International Journal of Ayurvedic Medicine ◽

10.47552/ijam.v12i3.2081 ◽

2021 ◽

Vol 12 (3) ◽

pp. 714-717

Author(s):

Akriti Gupta ◽

Swapnil Raskar

Keyword(s):

Quality Of Life ◽

Sickle Cell ◽

Sickle Cell Anemia ◽

Globin Gene ◽

Genetic Diseases ◽

Single Amino Acid ◽

Ayurvedic Medicine ◽

Chromosome 11

Introduction:- Sickle cell anemia is a term for a group of genetic diseases characterized by the production of hemoglobin (Hb) "S". This is the result of replacing the base pair thymine at the 6th position of the β-globin gene on chromosome 11 with adenine and replacing valine with glutamic acid. A single amino acid substitution is the reason for the profound changes in the stability and solubility of the hemoglobin "S" molecule. Due to its chronic nature and painful crisis, children’s quality of life is difficult. From now on, there is no final treatment other than a successful bone marrow transplant. Its symptoms and the nature of the disease can be compared with Pandu. If a drug improves the quality of life and maintains the health of the patient, then the drug and efforts will be beneficial to society. Material and Methods:- A 9-year-old male patient was diagnosed with sickle cell anemia.

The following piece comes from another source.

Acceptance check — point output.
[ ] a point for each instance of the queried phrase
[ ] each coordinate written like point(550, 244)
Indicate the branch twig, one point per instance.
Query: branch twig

Symptoms include joint and limb pain, anorexia, fatigue, loss of appetite, and weight loss. approached the OPD, department of Kaumarbhritya, Parul Institute of Ayurved, Vadodara. Observations and Results:-The patient is taking modern medicine (1 mg folic acid once a day). The Childs parents also wanted to take Ayurvedic medicine, so they came here for 2 months of Ayurvedic medicine treatment, during which he did not have a pain crisis.Weight improved From 16 kg to 18 kg.The quality of life of a patient is also improved. Conclusion:-Therefore, the purpose of this case study is to study the pathophysiology and treatment of sickle cell anemia from an Ayurvedic perspective and to study the possible mechanism of action of the drug.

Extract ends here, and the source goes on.